January 5th 2017
In the Jewish calendar, the month of Tevet (roughly December—January) contains a minor fast. Held on the 10th day of the month (Assara B’Tevet), this year the solemn day falls out on January 8th, and it is meant to commemorate the siege that Nebuchadnezzar laid around Jerusalem during his rule over Babylon. Being aware of the customs and some of the modern traditions of the day will help tourists be more respectful and even more appreciative of their time spent in Israel during this occasion. Here are some dos and don’ts of Assara B’Tevet in Israel.
The fast is a minor one, and many people, including women, children, or those feeling ill, do not even fast. Assara B’Tevet begins at dawn on January 8th and ends at nightfall of the same day. While in most cities it is business as usual, certainly in the more orthodox circles tourists should be respectful of this day of fasting.
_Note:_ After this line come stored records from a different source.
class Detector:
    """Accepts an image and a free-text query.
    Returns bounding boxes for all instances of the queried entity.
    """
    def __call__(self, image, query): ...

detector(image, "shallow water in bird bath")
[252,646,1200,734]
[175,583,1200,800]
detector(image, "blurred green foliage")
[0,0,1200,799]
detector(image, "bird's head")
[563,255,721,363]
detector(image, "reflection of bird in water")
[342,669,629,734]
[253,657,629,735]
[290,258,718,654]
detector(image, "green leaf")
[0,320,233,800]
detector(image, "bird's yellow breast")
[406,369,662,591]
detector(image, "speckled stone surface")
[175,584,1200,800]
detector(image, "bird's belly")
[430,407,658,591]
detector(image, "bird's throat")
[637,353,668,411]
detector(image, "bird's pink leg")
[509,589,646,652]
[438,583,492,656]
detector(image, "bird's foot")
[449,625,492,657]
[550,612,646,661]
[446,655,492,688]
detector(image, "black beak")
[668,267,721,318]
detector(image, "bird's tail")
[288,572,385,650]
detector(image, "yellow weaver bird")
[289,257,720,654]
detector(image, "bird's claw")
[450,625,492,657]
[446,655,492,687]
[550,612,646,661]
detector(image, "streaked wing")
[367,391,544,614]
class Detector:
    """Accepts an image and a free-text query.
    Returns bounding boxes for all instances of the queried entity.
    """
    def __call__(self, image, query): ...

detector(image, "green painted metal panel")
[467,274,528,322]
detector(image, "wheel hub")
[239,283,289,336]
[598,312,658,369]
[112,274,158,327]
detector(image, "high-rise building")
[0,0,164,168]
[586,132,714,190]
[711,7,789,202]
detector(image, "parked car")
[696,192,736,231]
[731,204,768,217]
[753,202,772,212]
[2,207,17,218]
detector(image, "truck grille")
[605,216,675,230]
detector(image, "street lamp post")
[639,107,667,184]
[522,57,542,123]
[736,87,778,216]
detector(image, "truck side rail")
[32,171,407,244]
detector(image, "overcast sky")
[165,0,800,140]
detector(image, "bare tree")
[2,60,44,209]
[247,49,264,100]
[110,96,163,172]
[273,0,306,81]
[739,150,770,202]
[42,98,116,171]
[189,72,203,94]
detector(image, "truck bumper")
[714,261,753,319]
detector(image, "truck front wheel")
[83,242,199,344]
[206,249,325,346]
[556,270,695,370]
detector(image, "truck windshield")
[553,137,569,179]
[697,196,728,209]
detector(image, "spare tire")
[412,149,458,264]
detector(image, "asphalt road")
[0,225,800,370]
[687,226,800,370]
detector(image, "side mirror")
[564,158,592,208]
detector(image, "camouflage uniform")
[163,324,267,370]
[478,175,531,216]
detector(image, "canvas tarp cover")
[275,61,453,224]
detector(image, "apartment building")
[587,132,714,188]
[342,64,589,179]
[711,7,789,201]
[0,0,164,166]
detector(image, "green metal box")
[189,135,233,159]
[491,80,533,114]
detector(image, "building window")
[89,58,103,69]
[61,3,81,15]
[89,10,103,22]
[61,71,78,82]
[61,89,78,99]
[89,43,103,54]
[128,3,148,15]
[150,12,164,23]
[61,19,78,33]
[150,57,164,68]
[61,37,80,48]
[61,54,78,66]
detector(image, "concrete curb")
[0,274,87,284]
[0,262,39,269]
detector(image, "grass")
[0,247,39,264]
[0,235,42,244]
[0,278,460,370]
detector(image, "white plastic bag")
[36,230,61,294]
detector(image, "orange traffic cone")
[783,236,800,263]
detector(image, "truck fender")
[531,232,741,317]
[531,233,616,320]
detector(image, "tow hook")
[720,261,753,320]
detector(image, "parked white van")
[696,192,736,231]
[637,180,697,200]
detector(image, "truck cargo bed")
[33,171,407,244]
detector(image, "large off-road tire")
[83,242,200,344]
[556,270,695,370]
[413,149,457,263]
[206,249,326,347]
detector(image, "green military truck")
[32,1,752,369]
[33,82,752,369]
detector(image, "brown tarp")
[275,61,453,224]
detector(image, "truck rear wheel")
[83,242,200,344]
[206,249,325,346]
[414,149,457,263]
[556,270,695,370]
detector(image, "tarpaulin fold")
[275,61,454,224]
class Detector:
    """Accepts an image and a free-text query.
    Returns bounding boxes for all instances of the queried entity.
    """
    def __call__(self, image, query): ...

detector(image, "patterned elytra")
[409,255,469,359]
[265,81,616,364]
Commemorating the fast of Tevet is that much more meaningful when you bring it back to prayer, one of Judaism’s core themes. Visit any of the gorgeous synagogues sprinkled throughout the country, and say a few words of heartfelt supplication over the fall and rebirth of our nation’s capital.
Yad Vashem’s Evening of Contemplation
In order to raise awareness of this day’s significance to the Jewish people, the world-renowned Holocaust museum, Yad Vashem, is hosting an Evening of Contemplation. The event is open to the public, admission is free (though you should register to make sure you get a seat), and both a musical accompaniment and well-noted author/speaker Haim Sabato, founder of Yeshivat Birkat Moshe, will be present. One catch, the evening will be held in Hebrew, but hey, this is a great time to brush up on those rusty Ulpan skills!
The evening will take place January 4th at 7 PM.
What better way to remember the tragedy of losing Jerusalem than to celebrate its rebirth? Visit the Israel Museum for an in-depth and multi-sensory perspective on the history of this beautiful city.